Like January’s beetle of the month: The Resin Weevil, it can be found hibernating in winter, including February (hibernating means it sleeps through the cold months) and can sometimes be found resting underneath the bark on very old trees. If you find a large stack of old logs, you might be lucky enough to find some there if you live in Europe. It particularly likes stumps of birch or beech trees, but sometimes is found under ash bark too.
It resembles the familiar ladybird, or ladybug as they’re called in the USA, but in fact it is not from that family of beetles, but is a close relative.
It measures 4 to 6mm in length (excluding the antennae), and can be found on fungi or under fungoid bark (tree bark where fungi grow).
What do you know about metamorphosis?
Beetles are insects which have different stages in their life cycles, from egg to larva, to pupa to adult.

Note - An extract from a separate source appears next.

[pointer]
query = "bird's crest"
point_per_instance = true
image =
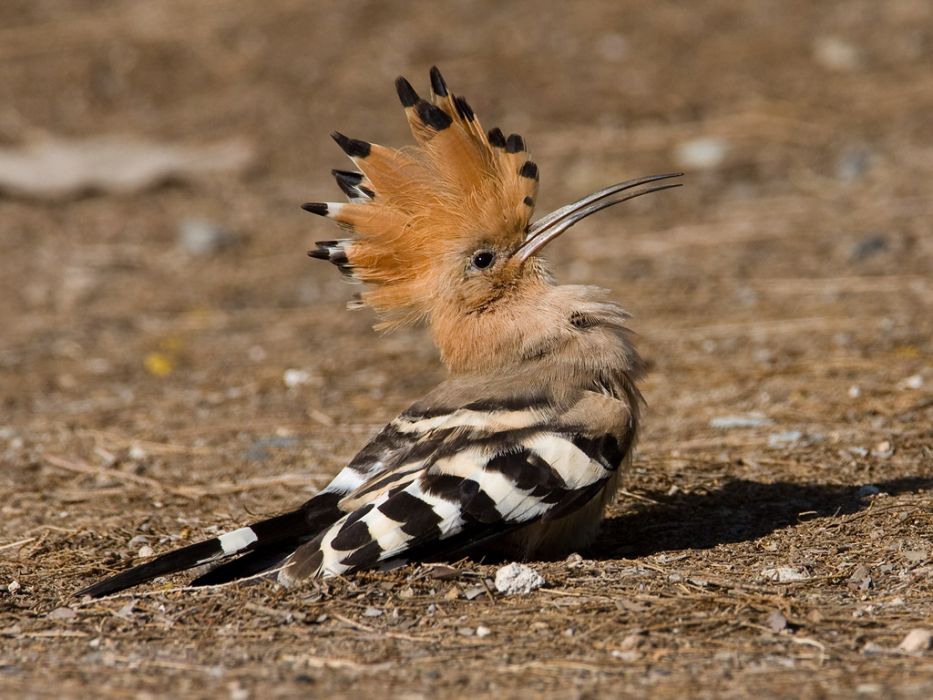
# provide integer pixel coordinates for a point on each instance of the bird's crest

In each stage the creature looks very different indeed, and it remains one of life’s great mysteries how these processes operate.
On the right, you can see a picture of the larval stage of the False Ladybird. It looks nothing at all like the adult. You can see the adult in the bottom-right for comparison. It is worth noting that the larvae are more or less the same size as the adults, approx. 4 to 6 mm.
The larva actually looks much more like a Woodlouse (Roly-poly) when you first see it, but we know that insects have 6 legs, borne as 3 pairs, whereas a woodlouse has 7 pairs (14 legs).
We can see here on the underside of the larva that there are clearly 3 pairs of legs, which tells us it is an insect.
We are all familiar with caterpillars, and we know that caterpillars turn into butterflies, or indeed into moths.
But how many of us take the time to wonder about beetles, and their young?
There is a whole natural world outside to explore, with so much to learn.
We recommend you find somewhere outside and go look to see what you can find!